Così si sporge sul tavolo e lo bacia. Non dura molto dato
che qualcuno li ha interrotti chiedendo loro le ordinazioni, lasciando
un Louis più imbarazzato che mai.
Per
tutto il tempo non smettono di parlare, come se fossero vecchi amici
che non si vedono da anni e che devono raccontarsi tutto. Ma hanno
tutta la vita davanti.
Finiscono
per condividere il “dolce della casa” sotto
insistenza del riccio perché “Louis non puoi
capire che buono che è” e chi è lui per
dire di no a degli occhi così verdi?
“E
ora?”
“Ora
ti porto via con me”. Non dicendo altro lo trascina fuori dal
ristorante dopo aver pagato il conto ovviamente, correndo come se non
avessero abbastanza tempo sotto le stelle di una notte che è
appena cominciata.
“Eccoci,
siamo arrivati” ansima Harry ancora scosso dal fiatone per la
corsa.
Sono
davanti a un portone di quello che sembra un vecchio edificio
abbandonato
“Avanti,
entra” gli fa strada il ragazzo e anche se sembra impossibile
ci sono ancora scale perché Styles, Louis ha scoperto che
gli piace chiamarlo così, ha avuto la brillante idea di
abitare all’ultimo piano di un edificio senza ascensore.
Dopo
le numerose lamentele di Louis il riccio l’ha convinto a
salire perché “Dai Louis, sembri una
femminuccia” e di certo questo non voleva sentirselo ripetere.
L’ultimo
piano si rivela essere un ex magazzino ora adibito ad appartamento, al
modo di Harry. “Sai, stavano per distruggere tutto, il
proprietario è un mio amico. Era la fabbrica di suo padre e
quando è morto non sapeva che farsene così gli ho
chiesto di lasciarla a me, ed ecco qui.” È
veramente un posto enorme, con travi a vista, pareti colorate di blu,
rosso, verde, quadri di qualche autore sconosciuto alle pareti e
arredamento basilare, ma è bello, incredibilmente bello.
Più che altro sembra cucito apposta per Harry, come se lui
fosse parte integrante dell’insieme.

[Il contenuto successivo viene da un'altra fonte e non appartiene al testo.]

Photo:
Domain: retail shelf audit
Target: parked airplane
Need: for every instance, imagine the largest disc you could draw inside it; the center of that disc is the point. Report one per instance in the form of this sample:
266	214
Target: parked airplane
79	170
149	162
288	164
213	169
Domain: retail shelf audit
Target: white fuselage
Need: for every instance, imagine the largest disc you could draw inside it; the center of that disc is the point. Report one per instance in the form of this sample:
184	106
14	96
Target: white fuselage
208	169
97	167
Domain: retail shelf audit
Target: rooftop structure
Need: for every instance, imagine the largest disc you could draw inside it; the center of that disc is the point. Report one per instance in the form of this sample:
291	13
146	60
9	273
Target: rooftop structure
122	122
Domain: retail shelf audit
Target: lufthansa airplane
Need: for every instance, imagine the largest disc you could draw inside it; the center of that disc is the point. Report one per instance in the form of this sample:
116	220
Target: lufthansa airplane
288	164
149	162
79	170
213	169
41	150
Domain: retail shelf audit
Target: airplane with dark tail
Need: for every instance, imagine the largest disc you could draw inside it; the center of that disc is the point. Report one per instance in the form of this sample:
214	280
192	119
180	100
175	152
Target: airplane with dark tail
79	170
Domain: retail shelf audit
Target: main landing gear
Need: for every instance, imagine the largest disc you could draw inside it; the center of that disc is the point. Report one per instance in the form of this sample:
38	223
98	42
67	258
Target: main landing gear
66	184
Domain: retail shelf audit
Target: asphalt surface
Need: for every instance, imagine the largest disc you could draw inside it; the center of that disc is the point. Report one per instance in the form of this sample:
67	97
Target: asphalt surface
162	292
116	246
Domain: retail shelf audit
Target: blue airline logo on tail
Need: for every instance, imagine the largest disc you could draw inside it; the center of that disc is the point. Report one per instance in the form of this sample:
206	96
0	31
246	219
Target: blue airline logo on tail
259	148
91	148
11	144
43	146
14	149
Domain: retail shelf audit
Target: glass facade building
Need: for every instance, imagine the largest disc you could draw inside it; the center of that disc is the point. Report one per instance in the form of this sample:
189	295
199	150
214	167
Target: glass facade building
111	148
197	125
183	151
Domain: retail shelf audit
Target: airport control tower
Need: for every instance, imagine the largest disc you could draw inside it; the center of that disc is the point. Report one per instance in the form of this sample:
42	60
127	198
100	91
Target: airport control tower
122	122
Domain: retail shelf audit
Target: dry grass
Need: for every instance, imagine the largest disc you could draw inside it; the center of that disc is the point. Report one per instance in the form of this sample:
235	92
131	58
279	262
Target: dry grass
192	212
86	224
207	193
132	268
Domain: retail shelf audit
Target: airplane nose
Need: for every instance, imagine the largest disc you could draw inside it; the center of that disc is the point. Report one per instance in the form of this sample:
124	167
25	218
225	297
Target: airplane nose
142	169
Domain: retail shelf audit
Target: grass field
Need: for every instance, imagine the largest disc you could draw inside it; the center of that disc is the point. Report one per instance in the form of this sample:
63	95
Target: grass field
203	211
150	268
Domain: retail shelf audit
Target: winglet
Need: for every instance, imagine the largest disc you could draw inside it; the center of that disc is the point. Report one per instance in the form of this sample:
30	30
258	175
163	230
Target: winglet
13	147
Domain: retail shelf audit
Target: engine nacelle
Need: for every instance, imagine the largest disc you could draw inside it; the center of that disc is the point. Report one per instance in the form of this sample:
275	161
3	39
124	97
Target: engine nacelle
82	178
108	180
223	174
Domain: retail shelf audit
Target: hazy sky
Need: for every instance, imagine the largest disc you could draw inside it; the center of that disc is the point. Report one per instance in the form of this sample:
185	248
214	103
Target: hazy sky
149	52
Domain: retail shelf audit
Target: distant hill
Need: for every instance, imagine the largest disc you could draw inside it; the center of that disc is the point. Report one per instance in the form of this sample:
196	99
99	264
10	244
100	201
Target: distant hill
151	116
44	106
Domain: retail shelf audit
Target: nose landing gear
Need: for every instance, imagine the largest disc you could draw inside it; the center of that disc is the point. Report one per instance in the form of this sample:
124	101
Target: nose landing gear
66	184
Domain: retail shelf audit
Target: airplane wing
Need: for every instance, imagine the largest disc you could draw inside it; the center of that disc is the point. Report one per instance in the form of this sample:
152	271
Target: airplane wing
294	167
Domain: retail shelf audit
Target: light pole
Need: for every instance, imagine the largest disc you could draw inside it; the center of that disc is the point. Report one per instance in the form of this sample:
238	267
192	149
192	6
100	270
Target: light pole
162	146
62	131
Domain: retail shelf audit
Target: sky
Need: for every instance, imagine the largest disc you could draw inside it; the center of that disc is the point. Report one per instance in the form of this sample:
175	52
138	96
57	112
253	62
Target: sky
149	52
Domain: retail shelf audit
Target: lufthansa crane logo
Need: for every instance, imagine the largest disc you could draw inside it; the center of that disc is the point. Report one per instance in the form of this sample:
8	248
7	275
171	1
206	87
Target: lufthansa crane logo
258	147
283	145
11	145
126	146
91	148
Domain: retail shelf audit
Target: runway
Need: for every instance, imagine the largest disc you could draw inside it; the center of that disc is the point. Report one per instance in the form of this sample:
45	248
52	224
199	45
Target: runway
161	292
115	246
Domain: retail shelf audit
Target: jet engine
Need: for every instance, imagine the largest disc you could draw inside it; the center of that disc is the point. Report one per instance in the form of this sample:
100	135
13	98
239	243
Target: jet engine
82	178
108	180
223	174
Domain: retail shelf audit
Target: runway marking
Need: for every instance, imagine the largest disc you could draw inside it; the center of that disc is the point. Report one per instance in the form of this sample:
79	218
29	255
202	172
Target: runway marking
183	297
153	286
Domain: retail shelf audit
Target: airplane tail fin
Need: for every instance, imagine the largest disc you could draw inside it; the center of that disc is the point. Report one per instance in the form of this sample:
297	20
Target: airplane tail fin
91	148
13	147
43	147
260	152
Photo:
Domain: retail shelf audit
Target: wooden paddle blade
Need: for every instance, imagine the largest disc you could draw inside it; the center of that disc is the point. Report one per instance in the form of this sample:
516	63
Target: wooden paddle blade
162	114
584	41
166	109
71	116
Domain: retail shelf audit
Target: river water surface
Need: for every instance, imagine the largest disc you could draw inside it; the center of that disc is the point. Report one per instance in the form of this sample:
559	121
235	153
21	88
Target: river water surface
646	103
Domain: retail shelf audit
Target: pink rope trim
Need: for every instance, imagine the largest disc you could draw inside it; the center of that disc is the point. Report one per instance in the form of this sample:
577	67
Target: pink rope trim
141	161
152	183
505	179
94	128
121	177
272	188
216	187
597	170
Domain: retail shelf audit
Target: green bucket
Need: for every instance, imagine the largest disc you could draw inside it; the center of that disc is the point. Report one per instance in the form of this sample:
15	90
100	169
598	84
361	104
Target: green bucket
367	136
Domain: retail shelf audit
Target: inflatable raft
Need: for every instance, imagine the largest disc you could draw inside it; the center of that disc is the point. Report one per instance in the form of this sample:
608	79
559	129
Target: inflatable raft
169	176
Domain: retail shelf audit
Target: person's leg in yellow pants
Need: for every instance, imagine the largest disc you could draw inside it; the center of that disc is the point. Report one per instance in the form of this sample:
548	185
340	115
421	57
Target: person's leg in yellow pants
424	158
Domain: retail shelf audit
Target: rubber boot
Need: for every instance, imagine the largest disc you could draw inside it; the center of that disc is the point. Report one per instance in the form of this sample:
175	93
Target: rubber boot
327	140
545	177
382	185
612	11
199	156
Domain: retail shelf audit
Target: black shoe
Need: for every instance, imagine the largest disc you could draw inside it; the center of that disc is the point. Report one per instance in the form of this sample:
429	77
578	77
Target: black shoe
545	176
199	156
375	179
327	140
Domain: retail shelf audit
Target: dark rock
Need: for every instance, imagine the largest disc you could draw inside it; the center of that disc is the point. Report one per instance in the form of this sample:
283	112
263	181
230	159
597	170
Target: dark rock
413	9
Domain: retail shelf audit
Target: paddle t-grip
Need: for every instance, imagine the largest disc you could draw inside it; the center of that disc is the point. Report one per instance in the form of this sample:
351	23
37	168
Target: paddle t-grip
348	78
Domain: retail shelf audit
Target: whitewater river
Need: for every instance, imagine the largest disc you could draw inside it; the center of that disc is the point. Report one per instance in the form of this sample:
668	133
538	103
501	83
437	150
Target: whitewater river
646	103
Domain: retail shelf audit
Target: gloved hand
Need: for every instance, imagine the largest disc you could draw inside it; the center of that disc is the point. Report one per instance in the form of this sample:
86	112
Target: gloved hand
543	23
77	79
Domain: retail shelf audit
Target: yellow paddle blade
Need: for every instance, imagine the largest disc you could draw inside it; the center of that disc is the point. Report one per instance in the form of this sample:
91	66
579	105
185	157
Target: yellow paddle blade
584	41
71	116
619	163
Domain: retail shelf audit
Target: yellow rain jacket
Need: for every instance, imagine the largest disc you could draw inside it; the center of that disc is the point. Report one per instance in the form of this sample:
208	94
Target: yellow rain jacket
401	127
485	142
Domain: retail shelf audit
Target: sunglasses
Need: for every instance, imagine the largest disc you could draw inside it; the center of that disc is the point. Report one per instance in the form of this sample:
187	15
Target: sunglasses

Non potrebbe appartenere
a nessun altro se non a lui. Un letto matrimoniale in fondo alla sala,
un angolo cottura a destra e sulla parete di sinistra immense vetrate
che permettono alle stelle di far parte dell’appartamento.
Tutto quello che si respira è libertà, voglia di
esprimersi e dopotutto sempre a modo suo, Harry è un
artista, quindi non poteva essere altrimenti. E Louis? Lui non si
è mai sentito più a casa di così anche
se la casa è di un quasi sconosciuto che ha scoperto di
amare a poco a poco.
“E
adesso Harry?”
“Ho
detto che ti avrei fatto sentire vivo, vero?
Dice
avvicinandosi guardandolo negli occhi, leggendolo dentro.
Louis
si limita ad annuire, avendo paura che la sua voce non basti quando
sente crollare la terra sotto i piedi e i pantaloni ad un tratto troppo
stretti.
“Quindi
adesso amami, Lou.”
Quando
si sveglia il mattino dopo Louis non si sente la stessa persona che
è stata fino a quel momento, anzi a dire il vero non si
sente tale da un bel pezzo.
È
come se avesse vissuto fino ad ora in apnea e fosse appena uscito fuori
dall’acqua, cominciando a respirare. Si gira a destra e gli
fa strano dato che era abituato a svegliarsi da solo in un letto troppo
grande per lui. Ma da ora in poi non sarà più
cosi pensa, da ora in poi tutto è cambiato.